Now the taxpayer in assailing this result, well the courts therefore concluded necessarily having reached that view of the facts, that this was not interest on indebtedness within the meaning of Section 23 (b) as this Court has repeatedly defined that provision.
Now, in assailing this result on a -- in this litigation, the taxpayer doesn't deal directly with Section 23 (b) or with this Court's definition of what must constitute an interest to be deductible under that provision.
Rather, he places his reliance upon a provision of the 1954 Code which was not even in existence when he entered into the disputed transaction, a provision which does not authorize deductions but prohibits deductions.
He doesn't say, you contend that the terms of this provision which is a prohibitory rather than an authorizing provision serves to get him to home plate to give him these interest deductions, but he says that if you read the committee report which underlies this amendment to the 1954 Code, that then the only possible conclusion is that Congress in effect as I understand the taxpayer's argument retroactively legislated to modify Section 23 (b) to allow the kind of interest deduction that this taxpayer is claiming here.

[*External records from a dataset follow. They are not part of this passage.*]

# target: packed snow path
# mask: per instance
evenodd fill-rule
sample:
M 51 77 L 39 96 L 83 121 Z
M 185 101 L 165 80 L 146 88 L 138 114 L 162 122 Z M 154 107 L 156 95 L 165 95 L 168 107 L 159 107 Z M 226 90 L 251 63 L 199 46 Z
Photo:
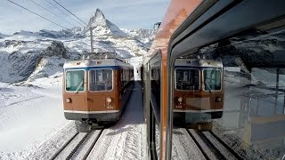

We submit that this approach is unsound and we believe that in order to demonstrate this, we think we have demonstrated it on the brief, and in order to show exactly what the impact of this 1954 amendment was, I think that the -- the -- it is necessary first to see exactly what was done in form and what in substance underlay the form of the transaction.
Now in form --
Is your characterization of the petitioners' argument really entirely fair?
It seems to me he does rely on 23 (b), he says this is a -- an interest -- this is interest covered by 23 (b) and to confirm the acquisition, he says the Congress realized that it was too and therefore changed the law in 1954.
Grant W. Wiprud:
Well, Your Honor, he doesn't deal directly with this Court's definition of interest under 23 (b).
He says at page 18 of his opening brief, indeed, that if you read 23 (b) together with 264 (a) (2) that indeed perhaps the Government's position might be correct that it's only -- only if you go to the committee report.
Only if you go to the committee report that you could take the view that 23 (b) extended so far as to allow what we believe and what the courts have held to be a purely sham and contrived transaction which took place here.